Había unos griegos que habían subido a Jerusalén para adorar a Dios durante la fiesta de Pascua. Éstos se acercaron a Felipe de Betsaida de Galilea, y le dijeron: “Señor, queremos ver a Jesús”. Felipe fue a decírselo a Andrés, y ambos se lo dijeron a Jesús. Él les respondió: “Ha llegado la hora en que el Hijo del hombre va a ser glorificado. Les aseguro que si el grano de trigo que cae en la tierra no muere, queda solo; pero si muere, da mucho fruto. El que tiene apego a su vida la perderá; y el que no está apegado a su vida en este mundo, la conservará para la Vida eterna. El que quiera servirme que me siga, y donde Yo esté, estará también mi servidor. El que quiera servirme, será honrado por mi Padre. Mi alma ahora está turbada. ¿Y qué diré: “Padre, líbrame de esta hora”? ¡Si para eso he llegado a esta hora! ¡Padre, glorifica tu Nombre!”. Entonces se oyó una voz del cielo: “Ya lo he glorificado y lo volveré a glorificar”. La multitud, que estaba presente y oyó estas palabras, pensaba que era un trueno. Otros decían: “Le ha hablado un ángel”. Jesús respondió: “Esta voz no se oyó por mí, sino por ustedes. Ahora ha llegado el juicio de este mundo, ahora el Príncipe de este mundo será arrojado afuera; y cuando Yo sea levantado en alto sobre la tierra, atraeré a todos hacia mí”.
(Jn 12, 20-33)
En este último domingo de Cuaresma, Jesús hace referencia a lo que prontamente celebraremos: su Pasión, Muerte y Resurrección.

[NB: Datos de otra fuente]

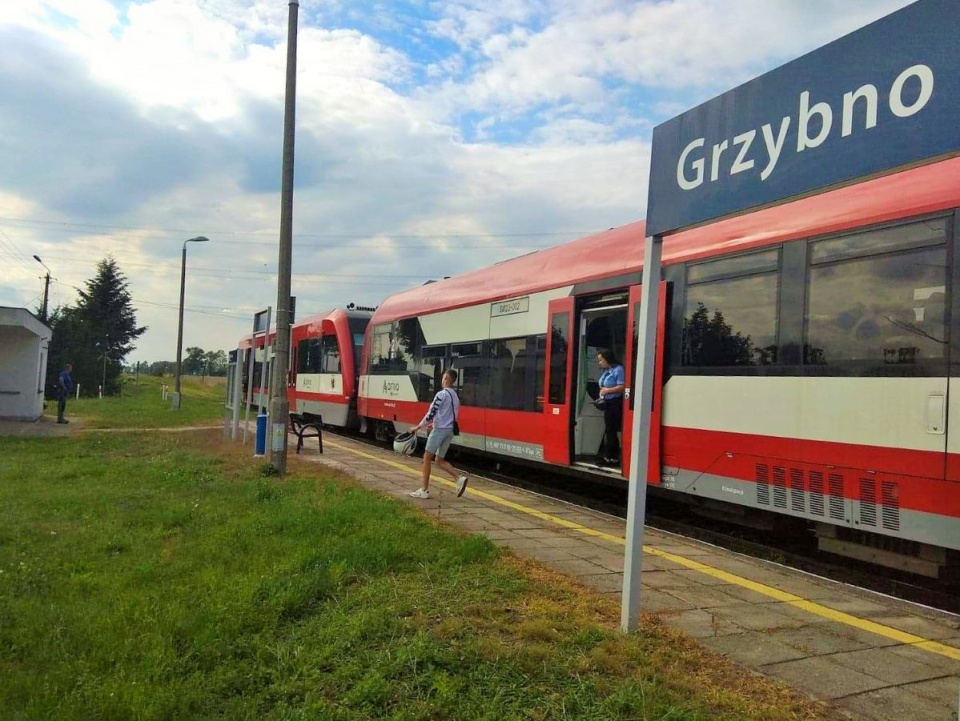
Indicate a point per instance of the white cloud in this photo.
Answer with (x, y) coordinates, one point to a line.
(432, 138)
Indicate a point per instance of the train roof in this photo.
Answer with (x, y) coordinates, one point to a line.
(617, 251)
(333, 315)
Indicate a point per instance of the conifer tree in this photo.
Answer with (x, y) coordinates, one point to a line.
(97, 334)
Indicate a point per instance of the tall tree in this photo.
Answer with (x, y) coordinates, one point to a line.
(97, 334)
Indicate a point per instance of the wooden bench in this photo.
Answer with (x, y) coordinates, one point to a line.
(306, 429)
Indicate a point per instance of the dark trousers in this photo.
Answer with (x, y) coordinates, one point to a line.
(612, 422)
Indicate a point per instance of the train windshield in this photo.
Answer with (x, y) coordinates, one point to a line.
(358, 327)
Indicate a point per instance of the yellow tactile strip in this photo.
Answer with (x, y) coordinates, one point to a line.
(768, 591)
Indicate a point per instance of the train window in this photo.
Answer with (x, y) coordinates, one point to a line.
(358, 327)
(731, 320)
(735, 266)
(877, 314)
(515, 365)
(408, 344)
(560, 347)
(469, 361)
(380, 349)
(331, 355)
(309, 354)
(872, 242)
(432, 360)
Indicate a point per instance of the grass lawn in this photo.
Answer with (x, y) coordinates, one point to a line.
(141, 404)
(160, 576)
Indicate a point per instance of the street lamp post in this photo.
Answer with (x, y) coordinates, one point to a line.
(46, 289)
(183, 281)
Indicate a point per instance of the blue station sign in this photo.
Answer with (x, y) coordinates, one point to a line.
(883, 97)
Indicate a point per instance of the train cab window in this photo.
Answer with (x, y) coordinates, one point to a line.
(432, 361)
(469, 360)
(380, 344)
(309, 356)
(331, 355)
(358, 327)
(876, 301)
(730, 312)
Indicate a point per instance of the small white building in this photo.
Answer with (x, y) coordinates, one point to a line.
(23, 364)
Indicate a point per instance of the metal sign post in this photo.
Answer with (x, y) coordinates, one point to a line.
(646, 355)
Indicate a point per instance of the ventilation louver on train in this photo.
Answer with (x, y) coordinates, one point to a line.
(890, 505)
(886, 511)
(868, 502)
(763, 484)
(816, 493)
(779, 487)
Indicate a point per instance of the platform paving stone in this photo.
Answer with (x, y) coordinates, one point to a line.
(943, 690)
(666, 580)
(654, 601)
(870, 675)
(894, 703)
(611, 583)
(822, 677)
(886, 666)
(918, 626)
(706, 597)
(818, 639)
(753, 648)
(757, 617)
(700, 624)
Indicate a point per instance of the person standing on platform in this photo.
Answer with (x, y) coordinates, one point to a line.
(443, 417)
(64, 387)
(612, 384)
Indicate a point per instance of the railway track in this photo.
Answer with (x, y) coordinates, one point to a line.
(797, 552)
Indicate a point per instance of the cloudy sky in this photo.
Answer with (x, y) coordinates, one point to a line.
(433, 137)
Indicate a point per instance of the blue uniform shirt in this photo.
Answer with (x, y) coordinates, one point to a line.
(66, 382)
(610, 378)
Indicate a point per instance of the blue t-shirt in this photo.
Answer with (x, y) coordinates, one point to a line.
(612, 377)
(66, 383)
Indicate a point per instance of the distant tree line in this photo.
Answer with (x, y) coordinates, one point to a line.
(196, 362)
(96, 334)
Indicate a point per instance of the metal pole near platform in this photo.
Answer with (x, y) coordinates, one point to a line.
(646, 354)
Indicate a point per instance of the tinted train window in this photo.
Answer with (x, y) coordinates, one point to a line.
(877, 300)
(309, 355)
(469, 362)
(516, 373)
(358, 327)
(431, 372)
(380, 341)
(331, 355)
(730, 312)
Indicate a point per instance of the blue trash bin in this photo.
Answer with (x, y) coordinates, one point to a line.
(261, 442)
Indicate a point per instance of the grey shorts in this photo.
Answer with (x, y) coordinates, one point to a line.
(439, 441)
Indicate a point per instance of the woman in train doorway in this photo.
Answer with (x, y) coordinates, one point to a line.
(612, 383)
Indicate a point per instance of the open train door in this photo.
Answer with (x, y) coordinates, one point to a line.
(629, 410)
(556, 407)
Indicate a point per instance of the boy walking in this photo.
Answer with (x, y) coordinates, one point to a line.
(442, 415)
(64, 386)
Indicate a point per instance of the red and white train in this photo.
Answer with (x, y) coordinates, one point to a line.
(805, 368)
(324, 366)
(806, 363)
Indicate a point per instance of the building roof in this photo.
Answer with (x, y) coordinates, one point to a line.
(22, 318)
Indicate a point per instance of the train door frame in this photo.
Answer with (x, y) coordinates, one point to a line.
(557, 420)
(630, 414)
(952, 326)
(587, 422)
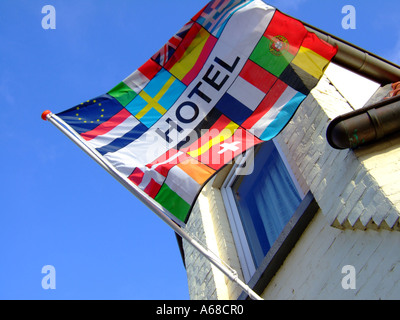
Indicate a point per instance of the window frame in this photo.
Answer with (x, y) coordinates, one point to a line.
(288, 237)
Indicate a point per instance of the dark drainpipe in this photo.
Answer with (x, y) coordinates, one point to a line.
(370, 123)
(365, 125)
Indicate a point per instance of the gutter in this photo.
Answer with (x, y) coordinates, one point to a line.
(365, 125)
(359, 60)
(371, 123)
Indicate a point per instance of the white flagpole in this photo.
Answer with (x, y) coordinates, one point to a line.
(141, 195)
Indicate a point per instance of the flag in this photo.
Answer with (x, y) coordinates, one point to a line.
(230, 79)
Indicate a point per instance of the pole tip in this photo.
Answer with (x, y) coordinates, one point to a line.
(45, 114)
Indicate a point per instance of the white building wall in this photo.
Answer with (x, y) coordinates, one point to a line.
(358, 193)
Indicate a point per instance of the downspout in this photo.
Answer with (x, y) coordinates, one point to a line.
(365, 125)
(371, 123)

Frente a esto, el mismo dice: "Si el grano de trigo no muere, no da fruto".
El sufrimiento de la humanidad encuentra su razón de ser en la cruz; la finalidad del hombre y el porque de sus dolores está resumido en el madero, símbolo de la condena que nos imponemos unos a otros cada vez que nos lanzamos las piedras de la injuria y de la humillación.
Pero detrás de la Cruz se revela la causa final de la agonía: la alegría de la vida eterna, vida y promesa que se cumple plenamente en Cristo, que rompiendo las cadenas de la muerte, nos libera de la esclavitud que nos apresa.
Entreguémonos al servicio del Señor como lo hizo Jesús, que no vino a ser servido sino a servir y a dar la vida por una multitud. Ofrezcámonos a nuestra Iglesia y a nuestros hermanos como grano de trigo fecundo que cae en la tierra reseca de la humanidad para dar fruto abundante, porque donde Yo esté, estará también mi servidor.